Uma porta foi aberta. Uma porta forjada em um inferno pior que o meu próprio. E, agora que Caelestis a abriu, não há mais volta. Não para mim, ou para Mavka, muito menos para Falena. Mas para ela.
Vazio. Tudo o que vejo nas íris apagadas é um vazio viciante.

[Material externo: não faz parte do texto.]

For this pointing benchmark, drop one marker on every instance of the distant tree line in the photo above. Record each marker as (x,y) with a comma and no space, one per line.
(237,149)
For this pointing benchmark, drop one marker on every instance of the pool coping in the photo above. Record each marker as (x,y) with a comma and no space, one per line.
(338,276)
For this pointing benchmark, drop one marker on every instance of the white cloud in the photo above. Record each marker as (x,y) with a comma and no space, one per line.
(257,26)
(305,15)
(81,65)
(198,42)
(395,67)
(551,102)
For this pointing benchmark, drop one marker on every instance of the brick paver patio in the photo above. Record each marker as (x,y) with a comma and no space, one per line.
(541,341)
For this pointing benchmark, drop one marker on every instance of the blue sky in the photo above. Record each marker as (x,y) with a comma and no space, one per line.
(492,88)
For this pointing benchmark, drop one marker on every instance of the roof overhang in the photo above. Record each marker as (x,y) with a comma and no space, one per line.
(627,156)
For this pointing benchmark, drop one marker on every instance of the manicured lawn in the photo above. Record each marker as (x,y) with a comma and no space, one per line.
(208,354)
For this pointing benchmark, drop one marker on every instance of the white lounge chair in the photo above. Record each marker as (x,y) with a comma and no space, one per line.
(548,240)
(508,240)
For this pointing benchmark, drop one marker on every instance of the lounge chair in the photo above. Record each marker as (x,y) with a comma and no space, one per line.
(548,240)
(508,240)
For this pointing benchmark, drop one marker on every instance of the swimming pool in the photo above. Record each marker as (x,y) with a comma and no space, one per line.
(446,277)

Caelestis não está mais aqui. Foi sugada para dentro de si mesma no momento em que abriu a caixa de lembranças cortantes.
E ela não consegue parar.
— Na manhã seguinte, começaram as mutilações. Eles riam, enquanto eu sangrava. Arrancavam cada pena nova que nascia. Aprendi a esconder as plumas que foram surgindo nas curvas mais fundas das asas, mas não durou muito tempo. Quando descobriram meu pequeno ato de rebeldia, as queimaram. Faziam isso uma vez por semana, assim que uma nova pluma nascia contra todas as chances, minhas asas eram incendiadas novamente. Até que elas começaram a nascer raquíticas, feias. E, eventualmente, elas pararam.
— E o que a minha irmã tem a ver com isso? — A língua afiada de Falena corta o ar com a indiferença fria.
— Eu não estava sozinha naquele lugar.
Falena não tem reação. Nenhum de nós tem, para ser sincera.
O silêncio e o choque nos abatem como um soco no estômago. Qualquer pergunta permanece odiosamente engasgada na garganta de quem tenta esboçar algo além de espanto.
Mãos inertes ao lado do corpo e olhos estáticos. Tudo o que enxergo no reflexo da janela e nas pessoas ao meu redor, é a síntese do desamparo.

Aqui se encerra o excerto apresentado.